Um in diesen Genuss zu kommen braucht man seit Ende der 1980er Jahre nur noch einen besonders gefüllten Rucksack. So weit ist der Gleitschirm entwickelt worden, dass dieses Fluggerät heute mit einem Gewicht von höchstens 20 Kilogramm auskommt, inklusive Rettungsschirm. Und tatsächlich lässt sich damit, Thermik vorausgesetzt, stundenlang fliegen. Da ist er also verwirklicht, der Traum vom Fliegen.
Doch wer wird heute Gleitschirmflieger? Wer sucht diesen Genuss? In Deutschland sind über 3.000.000 Motorräder zugelassen und es sind darunter wahrlich ’Geschosse auf Rädern’. Dagegen sind nicht mehr als 22.000 Pilotenscheine für Gleitschirmflieger ausgestellt. Fragt man, warum nur so wenige diese Gelegenheit nutzen, geht die Antwort meist dahin, dass einem eine solche Technik nicht geheuer erscheine, dass es wenig Vertrauen erweckend aussehe, sich ein paar Schnüren und einem Stück Stoff zu überlassen und so weiter. So antworten auch die Motorradfahrer, die sich in der Kurve darauf verlassen, dass die Fahrbahn frei von Dreck, Laub und Öl ist. Jedes Jahr verunglücken in Deutschland fast 1.000 Motorradfahrer tödlich, in Relation nicht weniger als beim Gleitschirmfliegen, wo inzwischen jedes Jahr etwa 10 Personen einen Absturz mit dem Leben bezahlen, mit weiter sinkender Tendenz.
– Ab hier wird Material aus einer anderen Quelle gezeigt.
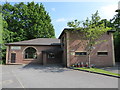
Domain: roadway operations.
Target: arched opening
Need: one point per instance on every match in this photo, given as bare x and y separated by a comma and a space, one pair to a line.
30, 53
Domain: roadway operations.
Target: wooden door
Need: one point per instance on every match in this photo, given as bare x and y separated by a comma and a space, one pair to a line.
13, 57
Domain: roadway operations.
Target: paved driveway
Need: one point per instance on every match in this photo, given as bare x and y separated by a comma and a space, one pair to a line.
38, 76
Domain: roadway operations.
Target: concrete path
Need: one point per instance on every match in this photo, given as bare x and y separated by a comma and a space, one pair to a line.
38, 76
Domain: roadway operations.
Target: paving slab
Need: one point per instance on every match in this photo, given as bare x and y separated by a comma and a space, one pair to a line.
38, 76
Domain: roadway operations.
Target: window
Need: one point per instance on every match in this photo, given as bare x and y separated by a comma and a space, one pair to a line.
102, 53
80, 53
51, 55
30, 53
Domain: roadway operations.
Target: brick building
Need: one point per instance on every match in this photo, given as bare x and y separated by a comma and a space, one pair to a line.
67, 50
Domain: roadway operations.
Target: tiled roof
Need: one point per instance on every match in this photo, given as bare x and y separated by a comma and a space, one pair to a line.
38, 41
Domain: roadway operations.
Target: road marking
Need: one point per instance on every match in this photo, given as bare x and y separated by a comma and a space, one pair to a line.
6, 82
18, 80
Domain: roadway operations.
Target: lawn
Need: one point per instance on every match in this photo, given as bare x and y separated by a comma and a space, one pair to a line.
97, 71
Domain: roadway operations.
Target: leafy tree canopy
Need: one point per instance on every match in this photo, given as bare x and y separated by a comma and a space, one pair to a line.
26, 21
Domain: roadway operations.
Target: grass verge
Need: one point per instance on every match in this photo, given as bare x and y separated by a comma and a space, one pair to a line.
97, 71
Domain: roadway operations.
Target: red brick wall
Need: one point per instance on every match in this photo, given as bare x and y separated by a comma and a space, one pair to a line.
76, 44
20, 54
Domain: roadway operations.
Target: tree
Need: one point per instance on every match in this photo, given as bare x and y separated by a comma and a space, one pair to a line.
27, 21
92, 30
115, 23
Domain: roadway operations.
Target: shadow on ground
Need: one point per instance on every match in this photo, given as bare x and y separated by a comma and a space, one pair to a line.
45, 68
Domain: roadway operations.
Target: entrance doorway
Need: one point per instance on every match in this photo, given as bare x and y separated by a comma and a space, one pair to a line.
13, 57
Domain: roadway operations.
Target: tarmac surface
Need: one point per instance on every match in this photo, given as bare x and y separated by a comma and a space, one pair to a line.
38, 76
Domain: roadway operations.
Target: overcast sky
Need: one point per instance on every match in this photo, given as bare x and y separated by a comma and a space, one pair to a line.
62, 11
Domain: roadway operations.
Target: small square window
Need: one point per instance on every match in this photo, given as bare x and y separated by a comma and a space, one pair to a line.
102, 53
80, 53
51, 55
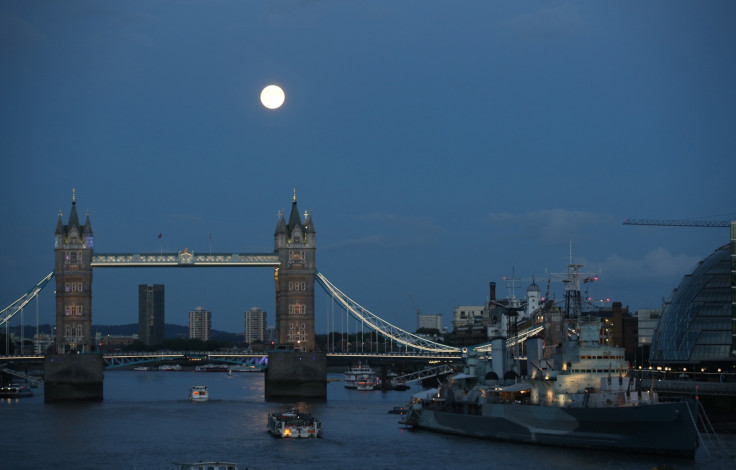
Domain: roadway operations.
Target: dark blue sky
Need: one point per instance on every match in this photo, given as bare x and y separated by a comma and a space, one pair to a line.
440, 145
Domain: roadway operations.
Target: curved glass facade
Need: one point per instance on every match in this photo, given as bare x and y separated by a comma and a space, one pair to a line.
696, 324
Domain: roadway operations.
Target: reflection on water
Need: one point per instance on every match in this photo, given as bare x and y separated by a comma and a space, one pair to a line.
147, 422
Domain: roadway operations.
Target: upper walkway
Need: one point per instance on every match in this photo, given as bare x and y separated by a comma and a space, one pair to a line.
183, 258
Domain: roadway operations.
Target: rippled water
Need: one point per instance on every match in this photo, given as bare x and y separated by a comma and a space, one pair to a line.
147, 422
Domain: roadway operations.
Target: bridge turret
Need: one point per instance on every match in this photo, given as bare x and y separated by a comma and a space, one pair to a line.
88, 239
295, 245
59, 233
73, 272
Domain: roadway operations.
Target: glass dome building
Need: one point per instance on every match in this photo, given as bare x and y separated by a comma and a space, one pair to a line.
698, 324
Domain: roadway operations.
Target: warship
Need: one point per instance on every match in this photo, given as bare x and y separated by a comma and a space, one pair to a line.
580, 396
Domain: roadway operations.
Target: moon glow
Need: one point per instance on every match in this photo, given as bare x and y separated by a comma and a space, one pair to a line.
272, 97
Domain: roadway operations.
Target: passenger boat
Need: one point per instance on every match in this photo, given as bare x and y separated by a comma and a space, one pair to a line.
293, 424
397, 410
366, 385
199, 393
211, 465
580, 396
246, 368
212, 368
357, 373
399, 383
15, 391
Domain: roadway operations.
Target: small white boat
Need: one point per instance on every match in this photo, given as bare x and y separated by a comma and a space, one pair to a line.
246, 368
366, 385
293, 424
15, 391
357, 373
199, 393
206, 465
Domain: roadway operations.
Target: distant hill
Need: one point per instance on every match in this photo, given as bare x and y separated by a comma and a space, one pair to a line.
170, 331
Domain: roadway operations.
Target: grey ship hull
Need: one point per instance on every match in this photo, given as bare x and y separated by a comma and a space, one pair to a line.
667, 428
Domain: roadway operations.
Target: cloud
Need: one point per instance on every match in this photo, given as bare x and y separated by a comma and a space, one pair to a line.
658, 264
389, 231
16, 33
549, 21
552, 226
369, 241
420, 223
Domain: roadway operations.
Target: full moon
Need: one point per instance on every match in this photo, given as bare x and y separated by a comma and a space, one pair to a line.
272, 97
Der Traum vom Fliegen? Hundert Jahre nach den Brüdern Wright kann ihn fast jeder Wirklichkeit werden lassen. Doch gilt noch immer das Motto: Bleib am Boden! War also der Traum vom Fliegen je einer?
Ergriffen davon waren diejenigen, die das Wagnis eines Flugversuchs eingingen. Schon Ikarus, als er plötzlich "beginnt, sich des kühnes Fluges zu freuen", verlor sich entgegen der Warnung des Vaters "im Drang, sich zum Himmel zu heben".
Und auch die ersten Berichte derjenigen Menschen, die tatsächlich flogen, künden von himmlischen Gefühlen, wobei es durchaus ein eigenes Thema ist, was man überhaupt unter ’Fliegen’ zu verstehen habe.